Perdería lo que tenía si eso es lo que deseaban. El dinero no significaba nada para él, lo único que le había gustado siempre era el juego. El juego era lo único importante y, durante unos segundos, tuvo la ocurrencia de desplumarlos. Echarle valor y joderlos a iodos. Pero se dio cuenta de que se jugaba la vida. El jodido barrigudo se iba a llevar su pasta de una manera o de otra y sólo manteniendo la calma y perdiéndolo saldría de allí de una pieza.
– ¿Qué te apetece, Trevor? Cualquier cosa que quieras, dímelo.
El joven que servía las copas era un chico apuesto que, el muy cabrón, había empezado a ponerse nervioso repentinamente. Trevor dedujo que él también acababa de percatarse de la situación y no le agradaba la idea de que lo involucraran en actos de violencia. Tenía dieciocho años, un buen sueldo y era tan ingenuo que probablemente pensaba que Debbie Harry [3] era rubia natural. Collares y pulseras.
Trevor sonrió y negó con la cabeza como si estuviese más contento que unas pascuas. Los tres matones y el chulo de puta pidieron bebidas dobles, lo que le demostró una vez más que estaba tratando con aficionados. Deseo gritar con todas sus ganas: «robadme si es lo que queréis, pero no me lo restreguéis por la cara para que me resulte tan obvio. Tened un poco de respeto al menos».
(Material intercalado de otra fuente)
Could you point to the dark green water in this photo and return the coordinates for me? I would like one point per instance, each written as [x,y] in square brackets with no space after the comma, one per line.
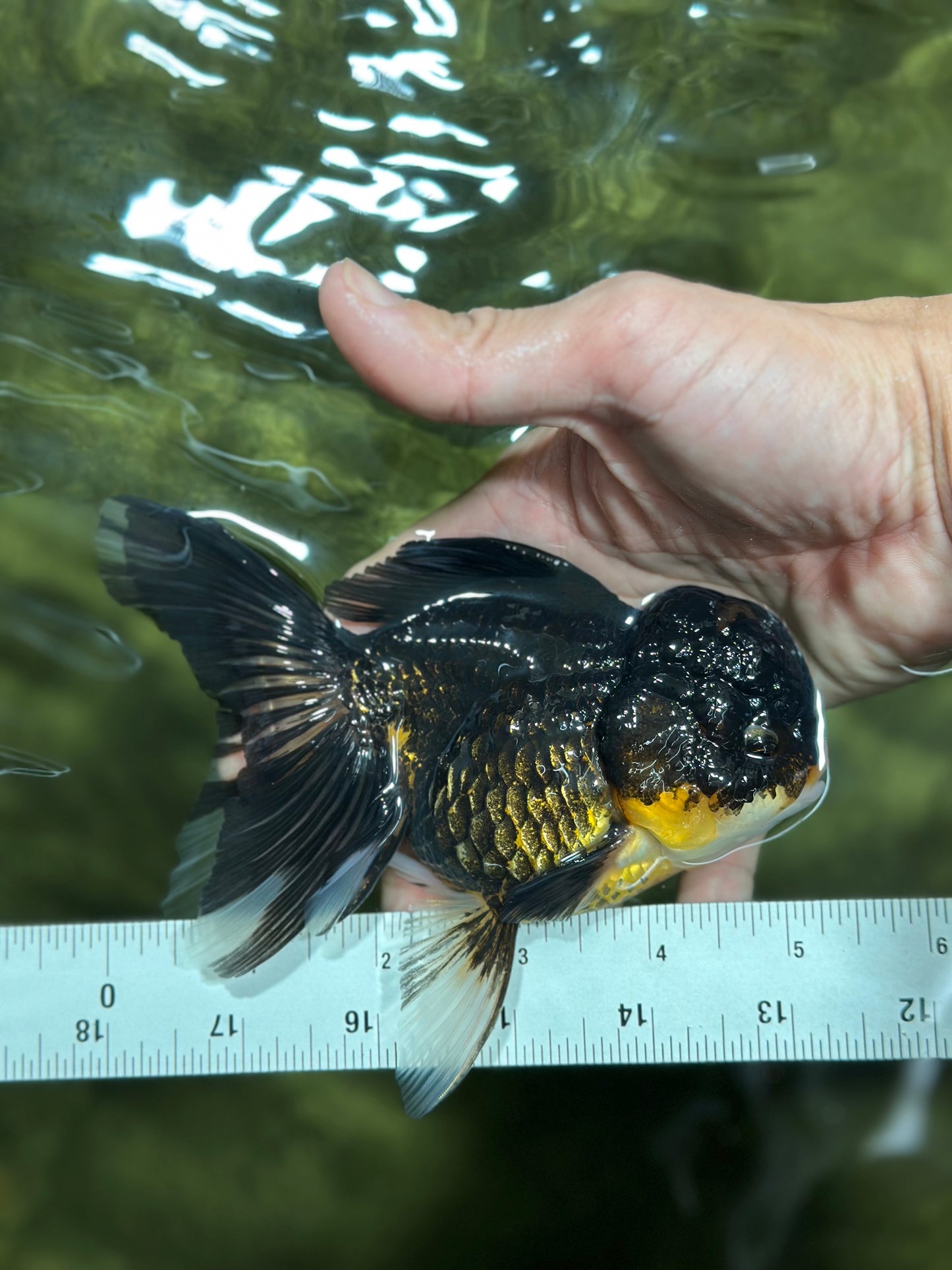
[174,178]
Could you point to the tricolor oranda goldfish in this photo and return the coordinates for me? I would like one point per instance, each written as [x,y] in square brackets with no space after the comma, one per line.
[541,746]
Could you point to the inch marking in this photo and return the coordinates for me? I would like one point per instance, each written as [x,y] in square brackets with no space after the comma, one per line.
[886,992]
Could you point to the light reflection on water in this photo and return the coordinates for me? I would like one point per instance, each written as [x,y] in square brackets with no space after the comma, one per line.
[174,196]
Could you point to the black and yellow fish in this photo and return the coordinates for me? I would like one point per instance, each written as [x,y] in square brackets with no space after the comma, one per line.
[541,746]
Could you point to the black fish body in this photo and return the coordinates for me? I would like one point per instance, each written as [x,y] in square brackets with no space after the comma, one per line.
[542,747]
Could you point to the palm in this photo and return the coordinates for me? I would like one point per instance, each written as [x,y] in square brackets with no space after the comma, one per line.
[779,451]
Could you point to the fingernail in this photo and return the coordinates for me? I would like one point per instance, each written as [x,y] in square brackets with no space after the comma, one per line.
[366,286]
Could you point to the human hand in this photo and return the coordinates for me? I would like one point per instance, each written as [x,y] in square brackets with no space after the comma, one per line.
[793,453]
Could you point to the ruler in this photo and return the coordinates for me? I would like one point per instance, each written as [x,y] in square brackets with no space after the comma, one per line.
[668,983]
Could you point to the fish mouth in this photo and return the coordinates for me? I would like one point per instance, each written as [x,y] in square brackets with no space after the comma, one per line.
[692,828]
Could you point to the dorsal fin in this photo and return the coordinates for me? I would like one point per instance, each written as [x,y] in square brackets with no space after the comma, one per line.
[426,573]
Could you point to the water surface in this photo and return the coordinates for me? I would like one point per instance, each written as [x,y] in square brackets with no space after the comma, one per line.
[175,178]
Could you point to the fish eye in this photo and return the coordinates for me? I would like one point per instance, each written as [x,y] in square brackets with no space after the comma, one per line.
[760,742]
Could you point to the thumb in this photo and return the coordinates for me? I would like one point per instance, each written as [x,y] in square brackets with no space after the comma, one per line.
[600,349]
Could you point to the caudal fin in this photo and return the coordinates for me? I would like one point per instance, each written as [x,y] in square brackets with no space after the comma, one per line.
[304,803]
[452,983]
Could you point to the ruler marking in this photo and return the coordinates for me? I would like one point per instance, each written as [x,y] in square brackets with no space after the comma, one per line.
[43,983]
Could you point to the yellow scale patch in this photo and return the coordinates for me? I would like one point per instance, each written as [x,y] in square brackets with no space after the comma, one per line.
[679,818]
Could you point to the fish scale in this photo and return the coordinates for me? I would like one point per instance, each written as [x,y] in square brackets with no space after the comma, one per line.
[534,738]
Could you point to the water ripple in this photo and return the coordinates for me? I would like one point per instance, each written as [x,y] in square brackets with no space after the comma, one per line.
[305,490]
[18,763]
[67,635]
[18,480]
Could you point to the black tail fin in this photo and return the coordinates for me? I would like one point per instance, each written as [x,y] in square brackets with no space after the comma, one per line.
[304,804]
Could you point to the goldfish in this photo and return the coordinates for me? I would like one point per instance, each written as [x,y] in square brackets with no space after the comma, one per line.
[494,712]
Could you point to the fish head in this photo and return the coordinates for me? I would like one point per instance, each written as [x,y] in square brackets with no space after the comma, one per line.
[714,738]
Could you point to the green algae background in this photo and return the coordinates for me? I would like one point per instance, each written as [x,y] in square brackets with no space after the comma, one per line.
[173,179]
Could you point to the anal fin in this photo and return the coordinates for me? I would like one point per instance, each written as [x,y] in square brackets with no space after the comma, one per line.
[452,983]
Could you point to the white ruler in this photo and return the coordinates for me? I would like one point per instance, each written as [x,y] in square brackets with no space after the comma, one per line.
[673,983]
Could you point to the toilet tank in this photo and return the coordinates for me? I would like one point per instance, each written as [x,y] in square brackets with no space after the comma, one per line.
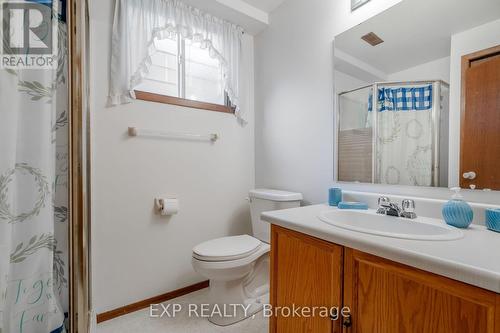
[264,200]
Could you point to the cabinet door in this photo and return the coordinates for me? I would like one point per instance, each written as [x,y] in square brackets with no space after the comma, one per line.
[306,272]
[386,297]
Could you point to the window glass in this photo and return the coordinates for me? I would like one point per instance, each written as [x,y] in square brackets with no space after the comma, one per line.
[203,75]
[163,76]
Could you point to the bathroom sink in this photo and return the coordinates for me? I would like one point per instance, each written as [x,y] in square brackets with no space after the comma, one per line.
[421,228]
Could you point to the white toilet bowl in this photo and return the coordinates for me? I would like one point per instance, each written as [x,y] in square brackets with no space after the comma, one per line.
[238,266]
[239,283]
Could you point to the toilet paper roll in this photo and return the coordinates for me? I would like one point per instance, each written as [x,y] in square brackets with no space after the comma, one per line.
[168,207]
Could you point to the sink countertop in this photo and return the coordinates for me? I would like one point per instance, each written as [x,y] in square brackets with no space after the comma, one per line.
[473,259]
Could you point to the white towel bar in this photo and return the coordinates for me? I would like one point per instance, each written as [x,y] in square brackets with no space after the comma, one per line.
[134,131]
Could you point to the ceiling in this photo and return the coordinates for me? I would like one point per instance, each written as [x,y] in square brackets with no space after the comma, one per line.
[415,32]
[265,5]
[252,15]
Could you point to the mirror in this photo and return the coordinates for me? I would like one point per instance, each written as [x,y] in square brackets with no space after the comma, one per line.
[403,83]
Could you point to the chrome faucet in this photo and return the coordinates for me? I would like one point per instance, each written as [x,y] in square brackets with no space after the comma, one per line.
[386,207]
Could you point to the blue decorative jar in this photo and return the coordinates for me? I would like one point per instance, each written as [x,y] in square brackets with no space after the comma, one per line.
[493,219]
[334,196]
[457,212]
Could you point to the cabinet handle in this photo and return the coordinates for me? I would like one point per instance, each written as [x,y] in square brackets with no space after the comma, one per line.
[347,322]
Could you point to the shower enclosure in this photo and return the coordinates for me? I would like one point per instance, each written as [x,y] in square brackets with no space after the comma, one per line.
[43,174]
[394,133]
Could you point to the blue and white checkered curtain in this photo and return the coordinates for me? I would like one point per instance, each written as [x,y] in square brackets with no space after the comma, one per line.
[404,150]
[403,99]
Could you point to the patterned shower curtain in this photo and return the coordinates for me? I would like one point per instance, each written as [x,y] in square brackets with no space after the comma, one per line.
[404,149]
[34,197]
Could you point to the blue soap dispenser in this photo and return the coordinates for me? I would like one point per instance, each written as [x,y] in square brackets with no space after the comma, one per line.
[457,212]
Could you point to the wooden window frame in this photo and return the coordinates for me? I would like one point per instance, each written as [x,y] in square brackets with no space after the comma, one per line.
[165,99]
[181,101]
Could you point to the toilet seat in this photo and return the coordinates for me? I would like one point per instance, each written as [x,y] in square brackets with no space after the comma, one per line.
[227,248]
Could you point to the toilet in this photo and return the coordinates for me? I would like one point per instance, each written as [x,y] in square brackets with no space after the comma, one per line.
[238,266]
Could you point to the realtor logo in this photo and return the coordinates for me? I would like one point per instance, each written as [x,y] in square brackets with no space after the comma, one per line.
[28,34]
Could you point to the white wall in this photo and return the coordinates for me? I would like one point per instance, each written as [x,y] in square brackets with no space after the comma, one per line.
[295,93]
[137,254]
[294,100]
[438,69]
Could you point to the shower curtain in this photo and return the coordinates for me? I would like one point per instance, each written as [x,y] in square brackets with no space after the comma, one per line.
[34,196]
[404,150]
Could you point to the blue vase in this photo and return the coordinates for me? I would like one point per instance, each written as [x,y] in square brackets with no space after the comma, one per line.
[493,219]
[334,196]
[458,213]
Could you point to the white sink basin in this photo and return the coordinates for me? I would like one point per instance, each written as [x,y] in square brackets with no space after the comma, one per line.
[421,228]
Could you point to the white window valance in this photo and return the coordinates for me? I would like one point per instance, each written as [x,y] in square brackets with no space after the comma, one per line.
[138,22]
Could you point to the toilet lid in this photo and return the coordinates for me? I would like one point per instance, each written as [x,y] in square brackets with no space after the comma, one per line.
[226,248]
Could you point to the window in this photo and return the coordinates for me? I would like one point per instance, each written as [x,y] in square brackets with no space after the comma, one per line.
[182,73]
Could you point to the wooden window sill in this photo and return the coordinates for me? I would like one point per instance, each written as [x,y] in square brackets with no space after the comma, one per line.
[157,98]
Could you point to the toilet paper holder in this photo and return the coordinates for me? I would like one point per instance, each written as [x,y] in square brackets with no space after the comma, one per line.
[167,206]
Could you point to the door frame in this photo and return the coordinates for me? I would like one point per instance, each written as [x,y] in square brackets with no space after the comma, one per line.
[79,168]
[466,60]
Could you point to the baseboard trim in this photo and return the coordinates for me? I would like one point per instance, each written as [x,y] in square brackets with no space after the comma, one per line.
[153,300]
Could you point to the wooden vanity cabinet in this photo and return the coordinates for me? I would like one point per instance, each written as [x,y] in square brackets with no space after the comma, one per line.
[383,296]
[305,272]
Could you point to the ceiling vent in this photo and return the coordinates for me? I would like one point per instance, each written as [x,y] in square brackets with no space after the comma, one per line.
[372,39]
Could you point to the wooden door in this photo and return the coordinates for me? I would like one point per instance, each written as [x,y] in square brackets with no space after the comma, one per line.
[387,297]
[305,272]
[480,123]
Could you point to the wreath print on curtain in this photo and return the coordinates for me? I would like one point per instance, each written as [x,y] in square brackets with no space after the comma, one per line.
[34,197]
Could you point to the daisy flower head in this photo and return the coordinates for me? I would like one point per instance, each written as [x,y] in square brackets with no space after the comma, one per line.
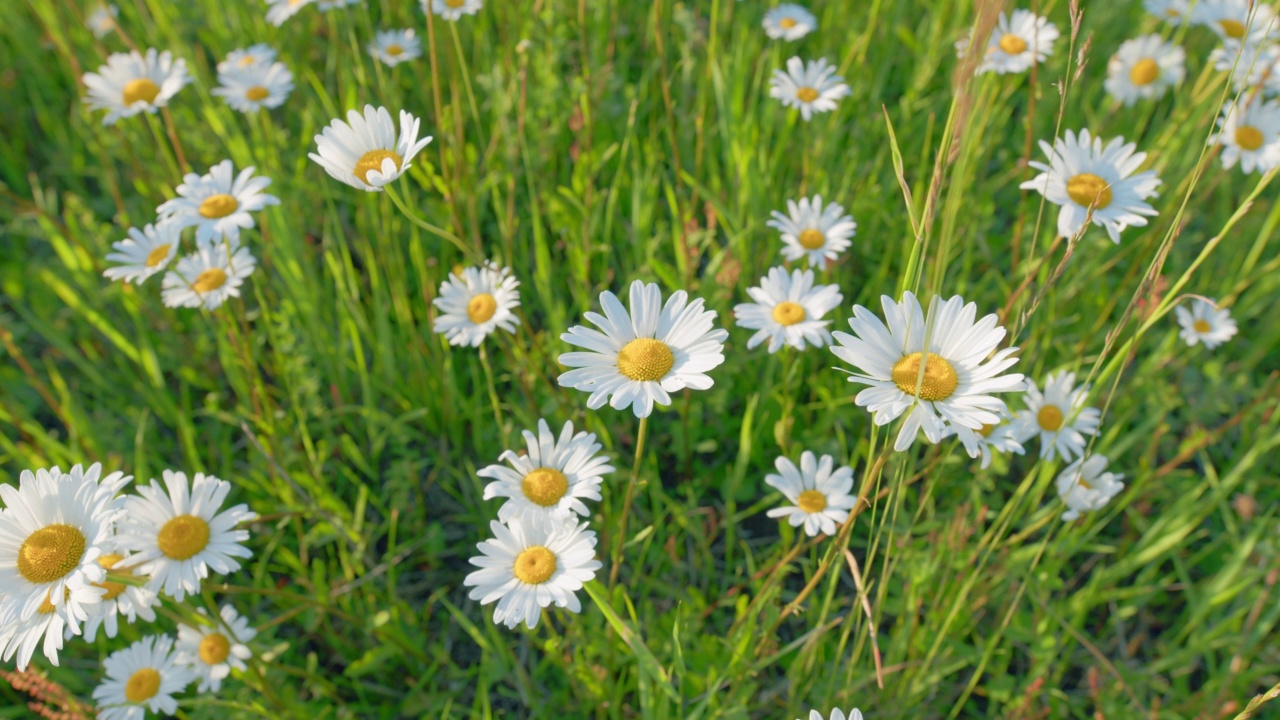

Lo que más le molestaba es que pensasen que era tan gilipollas que podrían ganarse su respeto por el mero hecho de haberle robado. Sin embargo, un atraco en toda norma habría sido preferible a toda esa hilera de insultos y estupideces que le estaban haciendo sentir como un imbécil. Cualquier jugador de verdad que valiera su peso en oro deja de beber cuando hay tanto dinero encima de la mesa por la sencilla razón que nunca se sabe qué le pueden echar dentro. Algunas personas se cabreaban mucho cuando se quedaban sin dinero. Los mandamases eran los peores, pues pensaban que les querías desvalijar la cartera de una manera o de otra.
Trevor era de los que habían hecho la promesa de no jugar nunca con tipos de ésos, a menos que le dieran cierta garantía. Insistía siempre en que fuesen «verdaderos» jugadores, lo que significaba, por supuesto, que no les importase perder su dinero. La mayoría de los delincuentes, especialmente los atracadores de bancos, no eran perdedores por naturaleza, más bien todo lo contrario. Esas bestias tendían a quedarse con el dinero, no a dejarlo marchar con una bonita sonrisa. Se sabía de muchos que habían regresado más tarde con una pistola y mucho resentimiento, exigiendo que le devolvieran el dinero y convencidos de que les habían timado. Entonces no había nada que hacer al respecto. No se le podía recordar que había estado en una partida de «verdad», con jugadores «serios», no jugando póquer en la prisión por un puñado de cacahuetes y con una gente que no tenía la más mínima intención de pagar si perdían. De alguna manera, esa conversación jamás tenía lugar.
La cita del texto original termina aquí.